As all this was unfolding, an embarrassing incident occurred that perhaps signaled reform of another kind.
During a visit by the prince to the United States, Rupert Murdoch hosted a dinner at his Hollywood home. Among the stars in attendance was Dwayne ‘The Rock’ Johnson, who apparently so reveled in his time with Mohammad bin Salman that he later gushed on Instagram that he looked forward to visiting the kingdom. He then mentioned that he would be sure to bring along bottles of his finest tequila.
Had the Crown Prince of Saudi Arabia shared tequila with Hollywood stars? No one gave details, but it was a shocking possibility given that the drinking of alcohol is forbidden under Saudi Arabia’s Islam-influenced laws. Even the Saudi airline is alcohol-free.
Rumors abounded. Hopes soared. It seemed that a convergence might be underway. A reforming prince in his early thirties was stepping into power just when more than half the country’s population was under thirty years old, when Saudi women were among the best educated on earth, and when Saudi Arabia’s economic needs were increasingly best met through connections with the wider world.
There was even growing awareness by Christians worldwide of the huge underground church in Saudi Arabia, officially illegal but unofficially tolerated. It is composed mainly of Filipinos, who make up the Saudi servant class, and it is experiencing explosive growth. What might its future be if the Crown Prince continued to call for a kingdom that was open to “all religions”?
Then came the killing of Khashoggi.
Then came the ghastly details of a murder on foreign soil.

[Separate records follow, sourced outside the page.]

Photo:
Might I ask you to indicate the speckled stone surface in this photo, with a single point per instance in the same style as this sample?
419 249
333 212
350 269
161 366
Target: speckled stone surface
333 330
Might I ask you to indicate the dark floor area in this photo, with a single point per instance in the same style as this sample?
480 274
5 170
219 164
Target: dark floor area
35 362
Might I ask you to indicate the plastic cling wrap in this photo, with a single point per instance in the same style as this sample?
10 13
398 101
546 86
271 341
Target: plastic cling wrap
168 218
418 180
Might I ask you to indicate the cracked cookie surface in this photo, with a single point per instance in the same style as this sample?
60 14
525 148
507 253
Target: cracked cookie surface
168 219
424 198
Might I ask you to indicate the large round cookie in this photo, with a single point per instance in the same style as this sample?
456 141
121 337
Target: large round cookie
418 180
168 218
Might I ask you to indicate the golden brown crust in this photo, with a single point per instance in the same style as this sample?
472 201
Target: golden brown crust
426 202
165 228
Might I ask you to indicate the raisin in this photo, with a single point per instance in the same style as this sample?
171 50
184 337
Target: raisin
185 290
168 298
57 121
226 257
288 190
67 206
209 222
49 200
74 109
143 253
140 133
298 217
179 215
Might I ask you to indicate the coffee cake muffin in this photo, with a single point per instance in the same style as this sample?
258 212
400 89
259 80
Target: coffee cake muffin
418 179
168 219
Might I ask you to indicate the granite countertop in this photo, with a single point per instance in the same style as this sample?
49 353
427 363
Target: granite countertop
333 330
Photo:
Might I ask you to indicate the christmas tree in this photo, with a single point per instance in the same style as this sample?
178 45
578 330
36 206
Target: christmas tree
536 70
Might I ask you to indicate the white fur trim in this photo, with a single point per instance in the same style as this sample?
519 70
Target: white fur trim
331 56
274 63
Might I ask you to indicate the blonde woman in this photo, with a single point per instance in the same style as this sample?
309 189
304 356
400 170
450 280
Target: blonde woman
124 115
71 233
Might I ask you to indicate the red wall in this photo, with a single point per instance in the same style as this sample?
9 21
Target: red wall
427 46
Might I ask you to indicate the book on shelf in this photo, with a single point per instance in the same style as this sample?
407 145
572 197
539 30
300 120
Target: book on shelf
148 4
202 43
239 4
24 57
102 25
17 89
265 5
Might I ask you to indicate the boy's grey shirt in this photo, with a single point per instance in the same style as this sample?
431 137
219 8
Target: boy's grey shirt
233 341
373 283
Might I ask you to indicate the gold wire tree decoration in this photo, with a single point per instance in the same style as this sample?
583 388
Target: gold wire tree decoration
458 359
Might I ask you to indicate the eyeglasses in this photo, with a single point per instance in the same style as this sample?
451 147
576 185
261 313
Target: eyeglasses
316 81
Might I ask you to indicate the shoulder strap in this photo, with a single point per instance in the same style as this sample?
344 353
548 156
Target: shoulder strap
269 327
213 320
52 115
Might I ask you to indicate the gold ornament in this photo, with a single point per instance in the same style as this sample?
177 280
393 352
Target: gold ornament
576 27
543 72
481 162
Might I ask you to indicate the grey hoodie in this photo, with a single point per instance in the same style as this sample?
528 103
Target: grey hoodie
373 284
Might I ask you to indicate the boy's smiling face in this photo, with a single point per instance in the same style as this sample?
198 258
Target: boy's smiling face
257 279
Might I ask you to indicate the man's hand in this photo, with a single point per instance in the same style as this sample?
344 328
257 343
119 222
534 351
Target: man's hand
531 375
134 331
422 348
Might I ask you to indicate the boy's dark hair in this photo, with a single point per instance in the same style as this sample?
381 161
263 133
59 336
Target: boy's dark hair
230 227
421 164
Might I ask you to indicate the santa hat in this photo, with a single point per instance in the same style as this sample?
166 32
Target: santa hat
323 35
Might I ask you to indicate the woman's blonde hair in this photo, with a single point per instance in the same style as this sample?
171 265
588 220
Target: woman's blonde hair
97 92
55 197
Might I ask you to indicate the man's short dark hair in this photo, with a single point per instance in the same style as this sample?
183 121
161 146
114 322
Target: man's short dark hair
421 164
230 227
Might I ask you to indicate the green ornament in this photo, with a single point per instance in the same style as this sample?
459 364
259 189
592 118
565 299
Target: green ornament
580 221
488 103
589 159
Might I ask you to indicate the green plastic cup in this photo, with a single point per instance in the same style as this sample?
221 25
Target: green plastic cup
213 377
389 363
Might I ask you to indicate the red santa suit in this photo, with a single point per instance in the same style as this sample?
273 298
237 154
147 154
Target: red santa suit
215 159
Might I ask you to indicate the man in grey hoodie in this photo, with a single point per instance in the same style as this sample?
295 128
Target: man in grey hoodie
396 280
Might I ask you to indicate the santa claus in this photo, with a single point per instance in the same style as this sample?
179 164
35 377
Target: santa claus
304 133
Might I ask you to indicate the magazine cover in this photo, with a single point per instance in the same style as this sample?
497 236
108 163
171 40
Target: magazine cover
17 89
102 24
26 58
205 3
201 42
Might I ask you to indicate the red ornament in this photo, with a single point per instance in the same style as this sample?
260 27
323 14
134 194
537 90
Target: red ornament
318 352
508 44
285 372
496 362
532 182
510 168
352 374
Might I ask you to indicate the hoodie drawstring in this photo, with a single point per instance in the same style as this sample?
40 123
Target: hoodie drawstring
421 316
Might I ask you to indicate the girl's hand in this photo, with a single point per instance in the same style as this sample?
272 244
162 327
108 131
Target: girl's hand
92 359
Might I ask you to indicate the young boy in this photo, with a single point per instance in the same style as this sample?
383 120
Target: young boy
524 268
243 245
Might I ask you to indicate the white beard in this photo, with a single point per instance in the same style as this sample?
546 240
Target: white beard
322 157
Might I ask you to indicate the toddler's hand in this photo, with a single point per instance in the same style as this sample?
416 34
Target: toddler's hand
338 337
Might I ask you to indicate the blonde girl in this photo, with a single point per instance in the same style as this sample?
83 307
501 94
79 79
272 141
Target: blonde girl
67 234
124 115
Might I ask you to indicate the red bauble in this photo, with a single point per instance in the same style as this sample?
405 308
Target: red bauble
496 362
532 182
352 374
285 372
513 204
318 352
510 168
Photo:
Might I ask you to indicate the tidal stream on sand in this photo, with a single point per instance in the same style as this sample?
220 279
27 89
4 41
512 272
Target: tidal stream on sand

Then came the intelligence that it had all been ordered by Mohammad bin Salman.
We are left to hold two competing facts in our minds. Jamal Khashoggi was likely killed by a team from Saudi Arabia, and that killing may have been ordered by someone near Mohammad bin Salman, if not by the prince himself. And Saudi Arabia is undergoing a breathtaking era of reform, an era led largely by this same Mohammad bin Salman.
We must hold to both facts. Both will make us fierce but compassionate in dealing with Saudi Arabia. Both will encourage the rise of the new in the kingdom.
Both will honor Jamal Khashoggi in his love for his people and in his hopes for his troubled but magnificent land.